Jane stared at the sky. There was no moon tonight, but millions and millions of stars pressing into the sky! The harder Jane looked, the more stars seemed to try to elbow into the heavens. So many stars!

Jane closed her eyes. She put her head in her lap. What a perfect night for a game like hide-and-go-seek or cops and robbers with Nancy Stokes.

Usually Nancy was right. Why not go over there now and say she thought Nancy was right after all that night? Then they could be best friends again. But she couldn't do that because in the first place it wasn't so. She didn't think Nancy was right that time.

"Beefsteak! Beefsteak!" she heard the children yell.

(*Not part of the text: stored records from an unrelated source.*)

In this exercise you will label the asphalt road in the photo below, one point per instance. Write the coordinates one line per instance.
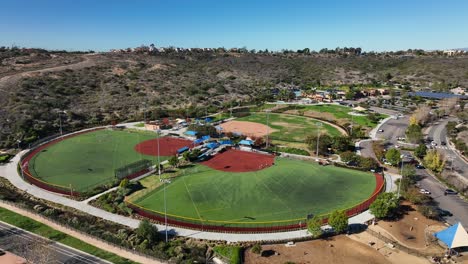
(39, 250)
(439, 134)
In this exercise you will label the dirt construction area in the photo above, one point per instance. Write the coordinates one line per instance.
(246, 128)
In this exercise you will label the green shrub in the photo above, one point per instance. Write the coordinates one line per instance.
(233, 253)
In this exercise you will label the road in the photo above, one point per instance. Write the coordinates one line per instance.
(438, 133)
(37, 249)
(395, 128)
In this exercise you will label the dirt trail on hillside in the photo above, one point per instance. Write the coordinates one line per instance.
(88, 239)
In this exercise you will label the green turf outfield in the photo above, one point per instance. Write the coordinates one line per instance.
(290, 128)
(88, 160)
(290, 189)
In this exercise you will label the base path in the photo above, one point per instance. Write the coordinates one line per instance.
(9, 172)
(240, 161)
(247, 128)
(168, 146)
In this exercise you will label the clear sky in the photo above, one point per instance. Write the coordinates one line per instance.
(105, 24)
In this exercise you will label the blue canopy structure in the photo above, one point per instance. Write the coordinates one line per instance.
(212, 145)
(246, 142)
(454, 236)
(183, 149)
(198, 141)
(191, 133)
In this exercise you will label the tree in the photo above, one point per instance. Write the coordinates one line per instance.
(420, 151)
(414, 133)
(174, 161)
(314, 226)
(385, 206)
(124, 183)
(338, 220)
(147, 231)
(393, 156)
(349, 157)
(341, 143)
(434, 161)
(257, 249)
(368, 163)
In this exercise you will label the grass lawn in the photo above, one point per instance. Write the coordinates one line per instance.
(341, 112)
(290, 189)
(88, 160)
(52, 234)
(290, 128)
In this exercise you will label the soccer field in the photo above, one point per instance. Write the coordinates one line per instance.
(87, 160)
(290, 189)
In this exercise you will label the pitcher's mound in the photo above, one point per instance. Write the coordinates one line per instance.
(246, 128)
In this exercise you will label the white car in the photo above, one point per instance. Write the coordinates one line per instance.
(424, 191)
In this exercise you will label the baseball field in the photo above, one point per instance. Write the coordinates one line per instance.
(285, 191)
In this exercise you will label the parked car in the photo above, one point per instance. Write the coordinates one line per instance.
(443, 212)
(450, 191)
(424, 191)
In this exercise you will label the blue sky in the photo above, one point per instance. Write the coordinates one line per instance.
(104, 24)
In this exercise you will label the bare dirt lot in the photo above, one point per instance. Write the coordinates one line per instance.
(247, 128)
(413, 229)
(336, 250)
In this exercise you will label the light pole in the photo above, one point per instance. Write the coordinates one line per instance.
(318, 124)
(159, 161)
(268, 128)
(401, 179)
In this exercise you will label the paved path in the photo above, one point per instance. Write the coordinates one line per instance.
(9, 172)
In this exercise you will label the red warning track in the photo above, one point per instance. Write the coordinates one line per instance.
(168, 146)
(240, 161)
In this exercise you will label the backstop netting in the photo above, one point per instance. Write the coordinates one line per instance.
(132, 168)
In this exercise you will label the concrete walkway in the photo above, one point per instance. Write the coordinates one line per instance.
(9, 172)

Jane cupped her chin in her hands and looked at the sky. "Please let Nancy think daylight saving time day is like New Year's and let her make a resolution not to be mad at me anymore," said Jane.

Someone came scuffling up the walk. It was Joey. Sparks flew out in the night from his heavy shoes.

"Hello," he said. "Gee, some night, isn't it?"

"M-m-m," said Jane.

"Come home! Come home! Wherever you are!" they heard the children yell.

"Sounds like a good game," said Joe. "Don't you want to play?"

"No!" said Jane defiantly.

Joe first stamped his feet to shake off some of the ashes from the oldest inhabitant's cellar. Although tonight was a soft warm spring evening, he had made a little fire just to take the chill off the house. Then Joey went indoors. Some of the sounds and the light inside came out for a second, and then it was darker and more lonely than ever outside.

"Come home! Come home! Wherever you are!" Jane heard Nancy's voice again. It was louder and clearer than anybody's. Suppose she went over and "ran in," and pretended that she had been playing all the while. But no. Nancy would yell, "Jane is a pain."

Maybe she should get a new best friend. Clara Pringle? Once or twice lately she had played with Clara. But Clara did not have the bravery Nancy had.

Or perhaps she should begin to live the way she used to live before she ever had a best friend, before she knew Nancy at all. Then there were just the four Moffats. There was always Joe or Rufus or Sylvie, or all three, to play with. Now everything was different.

Look at Sylvie! Practically a grown-up, graduating from high school soon, the valedictorian. And besides that, she got love letters, you might as well call them that, from some redheaded sailor who had not even set eyes on her since they were in Room Four together. Now when he was way out at sea, he remembered her long curls. Sylvie hardly remembered him. But she liked to get his letters. Naturally.... She was sweet sixteen.